Winner: Sage Housing Group’s £220m securitisation

Sole arranger, bookrunner and ESG structuring adviser: Deutsche Bank

Sage Housing Group is a registered provider of affordable housing across England, providing housing eligible for shared ownership and low-cost rental schemes.

Increasing the availability of high quality and affordable housing is a key issue within the UK market. Within this context, in October 2020, Sage, which is majority owned by Blackstone group, engaged in the UK’s first social housing securitisation transaction, to support its growth ambitions. The inaugural Sage AR Funding No 1 Plc transaction raised £220m ($308m) for the housing provider, across 5.1 year notes issued in seven tranches.

The deal also has wider significance, providing a funding template and approach for other entrants into the social housing sector, particularly from the private sector, on how to raise capital for investment in business goals while operating within the parameters of social housing requirements. It was also linked to International Capital Market Association’s 2020 Social Bond Principles – the first transaction with alignment to the updated principles.

The transaction was structured based on a hybrid of commercial mortgage-backed securities (CMBS) and secured corporate issuance, a novel structure within the securitisation markets. It creates an alternative and flexible source of funding for UK social housing providers, who are typically financed via longer-term fixed rate debt.

Demand for the issuance, which had tranches rated from AAA down to B, came from a broad range of international investors, including many that would not typically invest in the UK social housing sector. Pricing for the senior tranche in particular was tight, at 45 basis points lower than the last UK CMBS deal. It was also priced in a particularly rapid timeframe of two weeks, marketing and investor education for the new asset class.

Sustainable Finance

Winner: AB InBev’s inaugural sustainability-linked loan

Sustainability Coordinators: ING, Santander

Bookrunners and mandated lead arrangers: Barclays, BNP Paribas, Citi, Deutsche Bank, JPMorgan, Mizuho, MUFG, SMBC, Société Générale

Mandated lead arrangers: Intesa Sanpaolo, NatWest, Rabobank, Toronto Dominion, Wells Fargo

AB InBev is the world’s largest brewing company by some considerable margin, with a presence in 150 countries and sales of $52.3bn globally in 2019. Therefore, when it acts it has a big impact.

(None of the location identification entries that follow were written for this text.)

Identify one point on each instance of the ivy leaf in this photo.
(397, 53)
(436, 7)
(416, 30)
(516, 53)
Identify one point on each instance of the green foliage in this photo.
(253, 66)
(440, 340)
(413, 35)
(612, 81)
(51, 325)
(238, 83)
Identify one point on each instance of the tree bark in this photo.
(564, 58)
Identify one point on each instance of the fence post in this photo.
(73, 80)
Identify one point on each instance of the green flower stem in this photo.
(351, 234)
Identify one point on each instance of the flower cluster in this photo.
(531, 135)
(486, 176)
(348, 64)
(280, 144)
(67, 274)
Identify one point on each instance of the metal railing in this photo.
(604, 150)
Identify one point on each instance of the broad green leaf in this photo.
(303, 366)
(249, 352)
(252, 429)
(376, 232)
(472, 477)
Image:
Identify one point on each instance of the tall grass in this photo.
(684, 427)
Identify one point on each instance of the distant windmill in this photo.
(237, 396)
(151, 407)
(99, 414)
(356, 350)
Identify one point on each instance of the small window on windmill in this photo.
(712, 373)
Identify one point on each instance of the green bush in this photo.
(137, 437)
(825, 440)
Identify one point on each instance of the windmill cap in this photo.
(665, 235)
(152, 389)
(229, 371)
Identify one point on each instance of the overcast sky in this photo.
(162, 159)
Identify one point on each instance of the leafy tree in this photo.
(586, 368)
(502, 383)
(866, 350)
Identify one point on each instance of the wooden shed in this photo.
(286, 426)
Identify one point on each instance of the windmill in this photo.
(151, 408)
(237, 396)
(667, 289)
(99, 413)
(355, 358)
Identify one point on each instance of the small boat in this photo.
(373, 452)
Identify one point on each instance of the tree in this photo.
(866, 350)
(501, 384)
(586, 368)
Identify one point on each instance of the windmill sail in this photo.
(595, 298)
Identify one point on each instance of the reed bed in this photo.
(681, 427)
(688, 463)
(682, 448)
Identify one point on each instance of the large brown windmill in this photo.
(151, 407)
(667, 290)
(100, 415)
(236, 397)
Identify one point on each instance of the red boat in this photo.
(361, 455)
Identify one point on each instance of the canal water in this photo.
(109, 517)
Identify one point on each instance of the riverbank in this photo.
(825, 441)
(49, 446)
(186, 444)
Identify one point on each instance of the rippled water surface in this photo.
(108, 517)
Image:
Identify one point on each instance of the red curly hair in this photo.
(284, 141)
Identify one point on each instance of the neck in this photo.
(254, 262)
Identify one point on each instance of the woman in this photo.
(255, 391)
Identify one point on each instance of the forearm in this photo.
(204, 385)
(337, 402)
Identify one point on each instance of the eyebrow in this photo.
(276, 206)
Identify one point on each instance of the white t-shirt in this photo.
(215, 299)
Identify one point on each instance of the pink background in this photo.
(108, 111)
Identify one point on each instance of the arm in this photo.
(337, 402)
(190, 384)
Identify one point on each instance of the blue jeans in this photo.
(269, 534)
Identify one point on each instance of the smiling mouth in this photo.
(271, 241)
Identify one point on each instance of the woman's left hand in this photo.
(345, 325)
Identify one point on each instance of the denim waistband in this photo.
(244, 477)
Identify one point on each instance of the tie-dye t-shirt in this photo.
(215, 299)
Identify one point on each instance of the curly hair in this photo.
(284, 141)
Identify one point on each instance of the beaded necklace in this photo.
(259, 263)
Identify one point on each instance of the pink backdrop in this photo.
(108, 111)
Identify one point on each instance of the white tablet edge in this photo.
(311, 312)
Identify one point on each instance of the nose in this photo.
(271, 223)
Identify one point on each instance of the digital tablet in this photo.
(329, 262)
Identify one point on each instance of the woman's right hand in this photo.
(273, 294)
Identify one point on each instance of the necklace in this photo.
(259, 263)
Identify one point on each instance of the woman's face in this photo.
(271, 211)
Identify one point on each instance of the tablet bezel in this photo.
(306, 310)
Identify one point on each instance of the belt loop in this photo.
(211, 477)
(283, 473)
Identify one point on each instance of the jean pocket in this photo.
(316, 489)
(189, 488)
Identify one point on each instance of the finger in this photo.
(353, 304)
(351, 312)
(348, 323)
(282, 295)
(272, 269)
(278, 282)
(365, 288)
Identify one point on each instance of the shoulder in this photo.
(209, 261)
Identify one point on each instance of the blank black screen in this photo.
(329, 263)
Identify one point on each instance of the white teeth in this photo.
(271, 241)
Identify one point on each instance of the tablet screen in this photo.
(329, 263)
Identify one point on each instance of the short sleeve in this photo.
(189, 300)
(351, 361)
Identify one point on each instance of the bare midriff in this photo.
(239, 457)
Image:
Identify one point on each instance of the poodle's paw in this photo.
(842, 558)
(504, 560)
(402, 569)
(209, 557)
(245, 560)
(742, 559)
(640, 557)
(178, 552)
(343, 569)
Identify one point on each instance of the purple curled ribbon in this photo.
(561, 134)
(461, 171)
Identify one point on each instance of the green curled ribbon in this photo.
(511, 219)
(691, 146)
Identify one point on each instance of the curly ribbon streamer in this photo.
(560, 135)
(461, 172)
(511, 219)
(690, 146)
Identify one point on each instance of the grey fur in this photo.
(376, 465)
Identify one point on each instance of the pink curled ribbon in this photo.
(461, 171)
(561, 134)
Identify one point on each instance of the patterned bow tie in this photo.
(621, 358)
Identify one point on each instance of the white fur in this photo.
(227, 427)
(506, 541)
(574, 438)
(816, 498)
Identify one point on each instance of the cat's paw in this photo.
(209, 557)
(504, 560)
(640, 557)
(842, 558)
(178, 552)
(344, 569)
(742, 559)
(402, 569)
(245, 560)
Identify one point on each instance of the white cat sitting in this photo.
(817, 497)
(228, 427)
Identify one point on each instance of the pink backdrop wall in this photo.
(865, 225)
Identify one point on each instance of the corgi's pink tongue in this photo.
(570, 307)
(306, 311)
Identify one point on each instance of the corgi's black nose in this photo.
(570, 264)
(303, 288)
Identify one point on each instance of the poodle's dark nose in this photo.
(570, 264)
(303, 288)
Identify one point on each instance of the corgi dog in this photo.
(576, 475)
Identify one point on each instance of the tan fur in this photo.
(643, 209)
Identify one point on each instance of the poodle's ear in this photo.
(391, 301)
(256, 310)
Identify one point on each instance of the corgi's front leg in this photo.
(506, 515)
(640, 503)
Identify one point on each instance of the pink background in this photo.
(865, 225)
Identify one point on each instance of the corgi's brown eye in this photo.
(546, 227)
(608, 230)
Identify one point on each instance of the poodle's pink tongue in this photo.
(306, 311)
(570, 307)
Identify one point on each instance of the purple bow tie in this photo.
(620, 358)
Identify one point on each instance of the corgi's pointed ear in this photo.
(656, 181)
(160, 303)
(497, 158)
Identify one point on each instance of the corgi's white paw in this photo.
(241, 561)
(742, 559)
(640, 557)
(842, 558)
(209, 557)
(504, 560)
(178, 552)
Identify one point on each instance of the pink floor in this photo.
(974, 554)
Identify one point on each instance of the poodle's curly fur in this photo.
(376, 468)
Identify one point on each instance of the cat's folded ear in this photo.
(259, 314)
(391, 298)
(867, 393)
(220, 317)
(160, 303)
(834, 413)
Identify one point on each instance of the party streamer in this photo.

In February 2021, it successfully closed a $10.1bn sustainability-linked revolving credit facility (RCF), to replace a previous conventional RCF.

This milestone facility is the largest ever sustainability-linked RCF and the first arrangement of its kind among publicly-listed companies in the alcohol beverage sector.

The pricing structure of the loan incorporates key performance indicator targets in four broad areas: improving water efficiency during production; reducing its greenhouse gas emissions; increasing its use of recycled plastic in its packaging; and souring electricity from renewable sources. These are aligned to the company’s broader 2025 sustainability goals. AB InBev needs to hit the goals otherwise it will pay a higher rate of interest on the loan.

The facility has an initial five-year term, which may be extended by an additional two years.

The jumbo transaction was supported by a total of 26 lenders, testament to the attractive structuring of the deal and AB InBev’s appeal and position in the syndicated loan market more broadly.